Drilling Square Holes

Although my shop might indicate otherwise I don't really see myself as a tool junky. If I'm going to purchase a tool it's because I need it for a project I'm working on. For a little while in the middle of my woodworking career I got caught up in 'gadgets'. Seemingly miracle jigs that would do one thing really well but had few other uses. Now I try to only by quality tools and make every effort not to get caught up in those 'miracle tools'. Now to explain my latest purchase. It only really does one thing. Drill square holes. I've had a small bench top one for about 10 years but it recently ran into some trouble with some white oak and part of the casting broke. Too expensive to bother fixing and I desperately needed it for my current project so I decided to shell out for the top-o-the-line model. A hollow-chisel mortising machine with a tilting head and sliding table. Traditional woodworking tends to use a lot of mortise and tenon joinery and I know I'll use this a lot. (The thing ways a ton. Two of us could barely lift it onto the stand)

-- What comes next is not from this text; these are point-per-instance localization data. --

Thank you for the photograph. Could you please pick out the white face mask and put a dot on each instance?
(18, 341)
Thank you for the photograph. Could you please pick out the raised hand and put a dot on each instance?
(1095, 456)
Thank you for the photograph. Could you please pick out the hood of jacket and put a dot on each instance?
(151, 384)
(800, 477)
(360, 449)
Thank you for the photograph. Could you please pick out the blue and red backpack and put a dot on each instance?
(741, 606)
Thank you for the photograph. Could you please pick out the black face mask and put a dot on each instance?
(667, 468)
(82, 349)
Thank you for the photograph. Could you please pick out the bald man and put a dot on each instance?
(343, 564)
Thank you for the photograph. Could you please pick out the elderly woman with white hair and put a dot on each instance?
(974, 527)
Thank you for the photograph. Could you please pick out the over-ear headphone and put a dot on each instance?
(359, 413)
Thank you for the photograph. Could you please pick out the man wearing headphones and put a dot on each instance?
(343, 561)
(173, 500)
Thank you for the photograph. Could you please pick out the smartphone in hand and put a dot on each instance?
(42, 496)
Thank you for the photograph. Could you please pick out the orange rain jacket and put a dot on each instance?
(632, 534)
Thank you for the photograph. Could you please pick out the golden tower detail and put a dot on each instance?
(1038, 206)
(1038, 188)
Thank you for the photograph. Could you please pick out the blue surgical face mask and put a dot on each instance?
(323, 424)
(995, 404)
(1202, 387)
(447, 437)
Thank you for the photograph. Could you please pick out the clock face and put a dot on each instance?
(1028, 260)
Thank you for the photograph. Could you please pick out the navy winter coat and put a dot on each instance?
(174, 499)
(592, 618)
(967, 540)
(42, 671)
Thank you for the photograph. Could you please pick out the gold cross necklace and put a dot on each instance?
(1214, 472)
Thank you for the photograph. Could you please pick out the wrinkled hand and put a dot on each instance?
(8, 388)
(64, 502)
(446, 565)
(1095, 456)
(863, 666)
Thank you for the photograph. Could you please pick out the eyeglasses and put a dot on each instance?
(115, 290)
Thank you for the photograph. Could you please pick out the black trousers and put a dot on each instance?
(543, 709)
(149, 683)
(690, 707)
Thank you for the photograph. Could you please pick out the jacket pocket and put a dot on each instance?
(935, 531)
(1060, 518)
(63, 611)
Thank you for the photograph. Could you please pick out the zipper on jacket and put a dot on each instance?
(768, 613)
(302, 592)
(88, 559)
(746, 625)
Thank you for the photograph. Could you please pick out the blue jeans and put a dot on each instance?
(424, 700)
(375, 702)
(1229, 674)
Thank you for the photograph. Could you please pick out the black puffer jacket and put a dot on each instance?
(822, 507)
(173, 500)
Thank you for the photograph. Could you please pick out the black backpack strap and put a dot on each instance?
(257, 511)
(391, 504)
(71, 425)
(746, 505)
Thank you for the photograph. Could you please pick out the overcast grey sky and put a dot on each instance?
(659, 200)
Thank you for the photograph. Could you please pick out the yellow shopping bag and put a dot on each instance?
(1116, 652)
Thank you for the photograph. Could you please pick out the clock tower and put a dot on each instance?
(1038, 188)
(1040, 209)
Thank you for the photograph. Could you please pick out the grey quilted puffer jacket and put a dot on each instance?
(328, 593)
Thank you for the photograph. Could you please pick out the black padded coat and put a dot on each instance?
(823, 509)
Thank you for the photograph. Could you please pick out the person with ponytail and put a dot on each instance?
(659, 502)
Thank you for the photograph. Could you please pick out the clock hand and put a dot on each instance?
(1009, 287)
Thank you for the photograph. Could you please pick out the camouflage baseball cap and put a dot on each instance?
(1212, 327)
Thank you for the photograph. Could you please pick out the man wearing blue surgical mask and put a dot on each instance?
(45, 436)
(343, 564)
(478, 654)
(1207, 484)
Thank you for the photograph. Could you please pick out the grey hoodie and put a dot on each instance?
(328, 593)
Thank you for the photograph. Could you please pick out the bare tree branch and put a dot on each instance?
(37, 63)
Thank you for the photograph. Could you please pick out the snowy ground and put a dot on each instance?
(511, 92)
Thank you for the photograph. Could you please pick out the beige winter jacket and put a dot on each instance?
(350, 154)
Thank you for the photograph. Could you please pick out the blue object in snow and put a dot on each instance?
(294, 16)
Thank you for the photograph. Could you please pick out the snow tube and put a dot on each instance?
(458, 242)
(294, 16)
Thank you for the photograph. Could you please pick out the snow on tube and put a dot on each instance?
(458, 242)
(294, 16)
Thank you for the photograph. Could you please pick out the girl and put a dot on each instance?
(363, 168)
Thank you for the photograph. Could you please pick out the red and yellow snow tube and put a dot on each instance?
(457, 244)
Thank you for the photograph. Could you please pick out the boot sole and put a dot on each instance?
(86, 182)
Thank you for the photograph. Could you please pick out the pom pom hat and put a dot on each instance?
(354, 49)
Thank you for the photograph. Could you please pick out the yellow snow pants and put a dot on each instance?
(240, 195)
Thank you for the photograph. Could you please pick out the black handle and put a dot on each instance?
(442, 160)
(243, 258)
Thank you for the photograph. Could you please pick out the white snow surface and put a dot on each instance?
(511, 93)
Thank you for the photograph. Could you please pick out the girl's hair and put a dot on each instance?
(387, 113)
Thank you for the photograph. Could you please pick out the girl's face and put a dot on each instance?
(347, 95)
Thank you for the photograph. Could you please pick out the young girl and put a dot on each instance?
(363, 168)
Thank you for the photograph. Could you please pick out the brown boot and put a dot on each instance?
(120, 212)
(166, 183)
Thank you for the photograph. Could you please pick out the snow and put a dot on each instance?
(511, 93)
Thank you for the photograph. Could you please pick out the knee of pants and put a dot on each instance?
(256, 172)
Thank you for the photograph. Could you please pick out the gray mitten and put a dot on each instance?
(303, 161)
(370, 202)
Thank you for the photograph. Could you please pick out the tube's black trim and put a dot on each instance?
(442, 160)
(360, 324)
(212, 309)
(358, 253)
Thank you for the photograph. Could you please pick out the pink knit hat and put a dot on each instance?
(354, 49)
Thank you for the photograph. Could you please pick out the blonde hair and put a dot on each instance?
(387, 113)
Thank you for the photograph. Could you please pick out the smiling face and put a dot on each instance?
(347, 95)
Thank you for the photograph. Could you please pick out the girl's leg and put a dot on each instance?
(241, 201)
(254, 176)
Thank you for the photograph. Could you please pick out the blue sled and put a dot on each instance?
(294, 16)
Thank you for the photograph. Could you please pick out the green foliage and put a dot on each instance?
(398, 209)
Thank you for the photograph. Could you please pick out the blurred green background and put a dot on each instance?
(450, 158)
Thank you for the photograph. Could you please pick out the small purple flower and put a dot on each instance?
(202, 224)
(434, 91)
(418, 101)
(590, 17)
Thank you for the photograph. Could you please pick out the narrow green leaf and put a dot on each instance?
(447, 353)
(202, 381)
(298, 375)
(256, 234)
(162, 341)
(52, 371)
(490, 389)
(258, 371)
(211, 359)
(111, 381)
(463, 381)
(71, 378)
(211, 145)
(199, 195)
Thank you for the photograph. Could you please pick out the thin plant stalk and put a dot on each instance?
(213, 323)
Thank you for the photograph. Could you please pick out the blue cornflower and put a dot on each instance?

Now on to what my next project is. Book shelves are on hold again since that was the project I was working on when the old machine broke and it missed it's window for completion. I've got to get an English garden bench finished for my wife's school. It's a memorial bench for a former student of the school who died of cancer before she finished high-school. No set deadline though I'd like to get it done by April.
The most challenging part so far has been the back rest. It involves making an angled cut on some rather thick stock. Not overly complicated but working for BC Hydro, we have safety drilled into our brains and I wasn't comfortable doing a stopped cut in such thick, hard to cut stock. I arrived at the simple solution of a sled that would give me a better grip on the wood and keep my hands well away from the blade. Took longer to create the jig then to make the four cuts I needed but now I'm ready for a production run.